Asymptotic Calculator on simultaneous Pdf

I’m new to RooFit/RooStats, and would appreciate any help on this! I’m using the AsimovCalculator tool for likelihood testing of a SimultaneousPdf signal+background model, and am getting problems when generating the Asimov data in a particular context.

I have some nuisance parameters which control the signal shape over the various categories, for which I have a product of Gaussians. So the last stages of the code constructing my PDF looks something like this:

RooSimultaneous sim_sb_model("sim_sb_model","sim_sb_model",category_pdf_map,categories);
RooGaussian gauss("gauss","gauss", alpha, mean, sd);
RooProdPdf sb_model("sb_model","sb_model", gauss,Conditional(sim_sb_model,obs))

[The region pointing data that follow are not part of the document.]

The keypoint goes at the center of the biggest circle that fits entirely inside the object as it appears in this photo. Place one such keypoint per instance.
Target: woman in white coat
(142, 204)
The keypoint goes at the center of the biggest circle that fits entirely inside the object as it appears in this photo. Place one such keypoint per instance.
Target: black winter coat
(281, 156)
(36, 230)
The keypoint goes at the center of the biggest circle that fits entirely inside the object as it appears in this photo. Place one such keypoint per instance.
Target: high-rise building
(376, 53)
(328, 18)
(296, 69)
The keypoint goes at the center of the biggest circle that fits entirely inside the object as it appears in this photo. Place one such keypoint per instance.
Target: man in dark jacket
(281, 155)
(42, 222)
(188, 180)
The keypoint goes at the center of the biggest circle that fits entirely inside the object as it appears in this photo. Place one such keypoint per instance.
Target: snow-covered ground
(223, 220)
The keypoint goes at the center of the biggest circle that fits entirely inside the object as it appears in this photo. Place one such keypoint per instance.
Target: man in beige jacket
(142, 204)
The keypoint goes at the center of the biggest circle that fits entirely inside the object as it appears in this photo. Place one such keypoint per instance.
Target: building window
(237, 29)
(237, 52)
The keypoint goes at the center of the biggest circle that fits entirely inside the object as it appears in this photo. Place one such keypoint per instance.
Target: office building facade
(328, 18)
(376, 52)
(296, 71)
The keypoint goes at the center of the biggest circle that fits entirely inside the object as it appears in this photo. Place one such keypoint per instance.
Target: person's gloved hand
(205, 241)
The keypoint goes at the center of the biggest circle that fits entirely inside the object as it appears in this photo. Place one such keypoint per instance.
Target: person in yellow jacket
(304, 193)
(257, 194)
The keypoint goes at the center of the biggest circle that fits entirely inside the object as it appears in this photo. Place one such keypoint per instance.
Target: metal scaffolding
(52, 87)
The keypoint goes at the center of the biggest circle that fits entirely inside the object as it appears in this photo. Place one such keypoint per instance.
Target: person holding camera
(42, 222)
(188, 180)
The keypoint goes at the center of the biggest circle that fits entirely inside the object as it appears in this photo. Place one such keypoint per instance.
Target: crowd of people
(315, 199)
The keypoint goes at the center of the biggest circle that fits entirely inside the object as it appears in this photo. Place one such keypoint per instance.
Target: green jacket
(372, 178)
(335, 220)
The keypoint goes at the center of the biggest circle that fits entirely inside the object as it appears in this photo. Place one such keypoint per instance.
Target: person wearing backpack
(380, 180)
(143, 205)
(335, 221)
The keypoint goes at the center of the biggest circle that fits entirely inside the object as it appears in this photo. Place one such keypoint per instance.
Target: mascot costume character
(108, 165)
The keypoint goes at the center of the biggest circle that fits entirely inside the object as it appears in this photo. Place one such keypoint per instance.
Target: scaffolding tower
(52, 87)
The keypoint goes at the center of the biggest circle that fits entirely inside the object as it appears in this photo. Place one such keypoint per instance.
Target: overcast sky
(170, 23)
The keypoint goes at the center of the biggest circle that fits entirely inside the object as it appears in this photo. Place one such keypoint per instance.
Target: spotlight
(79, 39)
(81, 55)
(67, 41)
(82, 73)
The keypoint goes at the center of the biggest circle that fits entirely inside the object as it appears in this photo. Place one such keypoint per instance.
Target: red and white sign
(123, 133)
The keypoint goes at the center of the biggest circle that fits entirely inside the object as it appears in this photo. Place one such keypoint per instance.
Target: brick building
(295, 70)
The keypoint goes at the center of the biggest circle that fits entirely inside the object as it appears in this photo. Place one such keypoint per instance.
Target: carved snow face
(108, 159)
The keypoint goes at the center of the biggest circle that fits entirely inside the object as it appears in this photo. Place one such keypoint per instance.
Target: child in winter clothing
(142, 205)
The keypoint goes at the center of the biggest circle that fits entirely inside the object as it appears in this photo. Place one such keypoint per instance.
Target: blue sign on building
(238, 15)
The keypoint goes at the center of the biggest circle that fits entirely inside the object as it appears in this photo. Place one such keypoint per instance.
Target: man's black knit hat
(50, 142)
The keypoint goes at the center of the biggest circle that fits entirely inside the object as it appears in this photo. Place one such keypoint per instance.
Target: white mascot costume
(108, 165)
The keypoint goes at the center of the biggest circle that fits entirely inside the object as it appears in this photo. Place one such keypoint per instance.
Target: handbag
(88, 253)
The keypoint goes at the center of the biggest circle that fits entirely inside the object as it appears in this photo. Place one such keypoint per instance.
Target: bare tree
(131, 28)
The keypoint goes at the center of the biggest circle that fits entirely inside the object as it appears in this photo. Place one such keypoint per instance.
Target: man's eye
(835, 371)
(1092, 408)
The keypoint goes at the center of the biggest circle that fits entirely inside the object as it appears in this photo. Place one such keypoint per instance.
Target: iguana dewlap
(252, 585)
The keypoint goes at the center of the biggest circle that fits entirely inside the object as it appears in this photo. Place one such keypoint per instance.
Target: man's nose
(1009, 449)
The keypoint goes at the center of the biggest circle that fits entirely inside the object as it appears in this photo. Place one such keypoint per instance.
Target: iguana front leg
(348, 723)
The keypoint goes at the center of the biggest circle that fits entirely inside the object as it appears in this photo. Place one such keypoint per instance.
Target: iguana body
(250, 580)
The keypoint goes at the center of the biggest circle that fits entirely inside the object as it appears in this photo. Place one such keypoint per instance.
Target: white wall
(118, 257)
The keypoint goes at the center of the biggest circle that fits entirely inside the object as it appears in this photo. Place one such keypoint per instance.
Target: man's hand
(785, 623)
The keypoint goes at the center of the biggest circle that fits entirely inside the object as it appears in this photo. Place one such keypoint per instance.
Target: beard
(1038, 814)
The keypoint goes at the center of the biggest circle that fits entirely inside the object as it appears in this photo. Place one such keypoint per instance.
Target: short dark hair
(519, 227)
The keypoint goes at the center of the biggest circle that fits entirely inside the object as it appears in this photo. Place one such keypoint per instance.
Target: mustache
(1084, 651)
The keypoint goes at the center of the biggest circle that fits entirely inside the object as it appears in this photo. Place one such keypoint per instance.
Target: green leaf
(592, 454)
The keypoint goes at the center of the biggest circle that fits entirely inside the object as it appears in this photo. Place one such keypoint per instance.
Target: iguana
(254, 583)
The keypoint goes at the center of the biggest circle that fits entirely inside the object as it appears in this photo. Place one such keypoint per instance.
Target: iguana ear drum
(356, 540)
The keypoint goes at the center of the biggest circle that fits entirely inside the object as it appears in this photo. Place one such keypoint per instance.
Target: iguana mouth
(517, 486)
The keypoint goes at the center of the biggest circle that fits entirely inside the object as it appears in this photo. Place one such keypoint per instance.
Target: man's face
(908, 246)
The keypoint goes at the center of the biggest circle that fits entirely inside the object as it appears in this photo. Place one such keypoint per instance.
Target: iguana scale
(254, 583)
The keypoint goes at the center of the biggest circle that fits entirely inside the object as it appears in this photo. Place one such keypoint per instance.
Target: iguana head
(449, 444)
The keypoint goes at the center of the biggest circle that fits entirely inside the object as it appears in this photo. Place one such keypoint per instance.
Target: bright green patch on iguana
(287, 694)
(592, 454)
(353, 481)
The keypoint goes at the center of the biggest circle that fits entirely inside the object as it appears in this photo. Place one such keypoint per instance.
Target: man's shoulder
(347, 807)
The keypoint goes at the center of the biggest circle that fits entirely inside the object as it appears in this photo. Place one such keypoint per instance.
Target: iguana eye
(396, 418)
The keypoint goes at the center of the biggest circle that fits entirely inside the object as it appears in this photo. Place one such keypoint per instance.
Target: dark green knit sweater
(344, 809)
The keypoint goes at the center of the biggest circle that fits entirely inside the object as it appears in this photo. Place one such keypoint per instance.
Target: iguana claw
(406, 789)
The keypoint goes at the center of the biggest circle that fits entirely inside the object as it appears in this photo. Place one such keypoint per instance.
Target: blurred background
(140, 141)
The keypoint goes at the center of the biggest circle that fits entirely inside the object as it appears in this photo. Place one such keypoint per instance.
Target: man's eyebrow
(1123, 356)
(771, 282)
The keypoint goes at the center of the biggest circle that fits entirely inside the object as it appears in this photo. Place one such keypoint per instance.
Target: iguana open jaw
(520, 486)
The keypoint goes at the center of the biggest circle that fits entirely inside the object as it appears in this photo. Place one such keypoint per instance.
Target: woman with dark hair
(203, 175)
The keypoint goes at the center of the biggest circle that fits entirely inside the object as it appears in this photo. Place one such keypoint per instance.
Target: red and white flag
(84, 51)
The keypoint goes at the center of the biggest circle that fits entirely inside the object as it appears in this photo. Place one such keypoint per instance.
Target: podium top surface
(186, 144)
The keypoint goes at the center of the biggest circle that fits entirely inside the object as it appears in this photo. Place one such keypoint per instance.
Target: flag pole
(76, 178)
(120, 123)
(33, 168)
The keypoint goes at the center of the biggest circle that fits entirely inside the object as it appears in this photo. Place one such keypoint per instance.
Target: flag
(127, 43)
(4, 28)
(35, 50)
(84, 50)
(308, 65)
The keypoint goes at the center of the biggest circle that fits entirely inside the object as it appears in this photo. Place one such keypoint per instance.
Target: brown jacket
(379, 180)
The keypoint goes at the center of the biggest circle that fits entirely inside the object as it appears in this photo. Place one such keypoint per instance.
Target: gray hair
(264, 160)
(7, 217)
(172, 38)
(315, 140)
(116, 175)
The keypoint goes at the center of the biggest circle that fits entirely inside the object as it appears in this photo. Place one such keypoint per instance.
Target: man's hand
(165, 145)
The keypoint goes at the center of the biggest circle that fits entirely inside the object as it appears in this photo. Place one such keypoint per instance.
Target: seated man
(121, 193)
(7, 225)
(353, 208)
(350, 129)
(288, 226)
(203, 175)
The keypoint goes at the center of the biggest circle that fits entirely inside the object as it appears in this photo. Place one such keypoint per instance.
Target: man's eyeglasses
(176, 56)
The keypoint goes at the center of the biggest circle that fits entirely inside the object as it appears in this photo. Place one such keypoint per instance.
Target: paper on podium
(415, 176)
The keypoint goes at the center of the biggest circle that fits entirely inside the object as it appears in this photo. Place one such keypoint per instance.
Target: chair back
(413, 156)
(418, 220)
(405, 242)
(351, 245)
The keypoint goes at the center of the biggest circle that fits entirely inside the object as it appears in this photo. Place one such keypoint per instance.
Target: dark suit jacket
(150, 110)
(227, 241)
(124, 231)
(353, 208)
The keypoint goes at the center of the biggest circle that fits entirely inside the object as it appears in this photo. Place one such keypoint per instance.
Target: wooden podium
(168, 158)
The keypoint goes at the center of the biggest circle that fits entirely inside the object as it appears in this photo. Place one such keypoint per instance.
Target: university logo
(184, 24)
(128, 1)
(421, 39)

sb_model is then used for my hypothesis testing. But as soon as I have more than one category, the asimov data generation goes crazy and gives me 0 events. I believe I’ve tracked it down to this line in AsymptoticCalculator.cxx:


 1092    const RooSimultaneous* simPdf = dynamic_cast<const RooSimultaneous*>(&pdf);
 1093    if (!simPdf) { 
 1094       // generate data for non sim pdf
 1095       return GenerateAsimovDataSinglePdf( pdf, observables, *weightVar, 0);
 1096    }

I have checked that the dynamic_cast of my pdf returns a null pointer, I suppose because it is a product pdf and not a simultaneous pdf, and therefore the code attempts to generate asimov data using the single pdf code. But if it tried to unwrap the product it would see there is a RooSimultaneous in there!

Is there a different way that I’m supposed to construct a pdf of this sort?

After a little more googling it seems similar problems were reported here without resolution:

I found my own workaround to the problem, though it is not particularly beautiful.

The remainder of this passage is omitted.